In other People Moves, Gresham bolsters its North American staff, Old Mutual has a new executive for emerging markets, and the CFTC embraces the need for a market intelligence officer.
DTCC Hires from Options Clearing Corp.
The DTCC, a post-trade market infrastructure services provider, reports that Michael McClain has joined as a managing director and general manager of equity clearing.
McClain will be responsible for heading the “day-to-day equity clearing business operations and strategic initiatives,” and will report to Murray Pozmanter, managing director and head of clearing agency services, DTCC says in a statement.
McClain joins from the Options Clearing Corp. (OCC), the “world’s largest equity derivatives clearing organization,” DTCC notes, where he was chief operating officer (COO) and part of the office of the executive chairman, overseeing OCC’s technology and operations. Before that, McClain held senior roles in business development, new products and strategy and oversaw the buildout of OCC’s business continuity site in Texas. “Earlier in his career, he held positions at Accenture and IBM, specializing in large-scale initiatives for the financial industry,” per DTCC.
Gresham Taps Advent, ICAP-Traiana for Two North American Posts
In a bid to bolster its North American efforts, reconciliation vendor Gresham has hired Jan Dinger from investment systems provider Advent Software to lead the North American sales operation, and John Burchenal from ICAP to build a global alliances program, officials say.
The vendor says the new appointments follow the “recent strategic new wins in North America.”
Gresham officials say that Dinger has 15 years of financial technology sales experience, including a decade at Advent where he worked in EMEA and in the US, where he has been for the last three years, leading the strategic accounts team in New York.

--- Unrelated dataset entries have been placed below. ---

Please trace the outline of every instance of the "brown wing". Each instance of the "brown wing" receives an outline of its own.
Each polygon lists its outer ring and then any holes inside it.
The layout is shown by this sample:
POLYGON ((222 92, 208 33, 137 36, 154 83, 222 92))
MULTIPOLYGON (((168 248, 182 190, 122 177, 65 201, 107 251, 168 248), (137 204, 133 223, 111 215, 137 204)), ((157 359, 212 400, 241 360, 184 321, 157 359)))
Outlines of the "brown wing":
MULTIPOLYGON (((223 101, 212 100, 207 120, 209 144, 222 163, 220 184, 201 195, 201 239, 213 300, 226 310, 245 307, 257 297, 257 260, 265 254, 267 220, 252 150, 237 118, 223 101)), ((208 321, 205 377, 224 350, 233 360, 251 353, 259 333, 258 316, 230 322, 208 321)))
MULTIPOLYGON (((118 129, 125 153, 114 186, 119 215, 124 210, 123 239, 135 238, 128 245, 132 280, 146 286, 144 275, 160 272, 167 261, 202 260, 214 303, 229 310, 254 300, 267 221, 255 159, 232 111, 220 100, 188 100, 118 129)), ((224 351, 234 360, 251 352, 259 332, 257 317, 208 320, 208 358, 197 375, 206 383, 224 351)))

Burchenal has been at ICAP for the past five years where he ran the strategic partner program for the Traiana business, which included developing relationships with market infrastructure providers, officials say. Prior to that, he spent six years at Omgeo, the Thomson Financial-DTCC joint venture, as managing director of strategic growth. He will bring “a wealth of alliances, sales and financial markets experience to a newly created global role,” say Gresham officials.
North America “presents significant opportunity for Gresham, with strong demand for newer more agile technologies as financial services firms come under increasing regulatory pressure to get their data under control,” says Bill Blythe, global business development for Gresham, in a prepared statement. “We are also seeing strong interest from other industry solution providers to partner with us, and forming the right strategic alliances and relationships will be important for the company in the future,” Blythe adds.
Old Mutual Appoints CEO for Emerging Markets
Old Mutual reports the appointment of Peter Moyo as CEO of the Old Mutual emerging markets (OMEM), effective at the beginning of June 2017.
Moyo is a financial services veteran, “having been CEO of Alexander Forbes from 2005 to 2008,” officials say.
Before that, he served as a deputy managing director of Old Mutual South Africa from 2000 to 2005, having joined as divisional manager in 1997, according to Old Mutual. The company statement also notes also that he is currently the non-executive chairman of Vodacom Group, an African communications company.
He is also a member of the board of Liberty Holdings, an insurer and investment advisor focused on African countries, and CEO of NMT Capital, previously known as Amabubesi Investments (Pty) Ltd, an investment holding company formed in 2002.
CFTC Names First Chief Market Intelligence Officer
The CFTC reports that Andrew B. Busch has been named the CFTC’s first chief market intelligence officer (MIO), effective April 10, 2017.
Busch, a financial services veteran, joins from Bering Productions Inc. (BPI), the economic research company he founded, where he was CEO.
In the new CFTC position, which reports directly to the CFTC chairman, the MIO will “engage with the CFTC’s new Market Intelligence Unit as well as market participants, industry analysts, economists, policy makers, and other regulators,” according to a CFTC statement.
“The Market Intelligence Unit is designed to understand, analyze and communicate current and emerging derivatives market dynamics, developments and trends – such as the impact of new technologies and trading methodologies,” according to the commission’s statement, which notes also that the MIO was created, in March 2017, by separating the Surveillance Branch from the Division of Market Oversight and reassigning their important work to the Division of Enforcement.
“As part of the Division of Enforcement, the Surveillance Branch will still continue its important work monitoring markets for suspected fraud and manipulation. The Branch will have the same authority and responsibility it currently has to identify and recommend for prosecution violations of law and regulation such as spoofing, manipulation and fraud,” the CFTC adds.
Before BPI, Busch was the global currency and public policy strategist at the Bank of Montreal from 2009 to 2013, the CFTC notes.
“He also served as the Bank of Montreal’s Global Foreign Exchange Strategist and was an outside advisor to the White House, US Treasury and Congress on the financial markets from 2005-2009. Mr. Busch began his career in financial services working in the foreign exchange trading department for the Northern Trust Company,” according to the CFTC.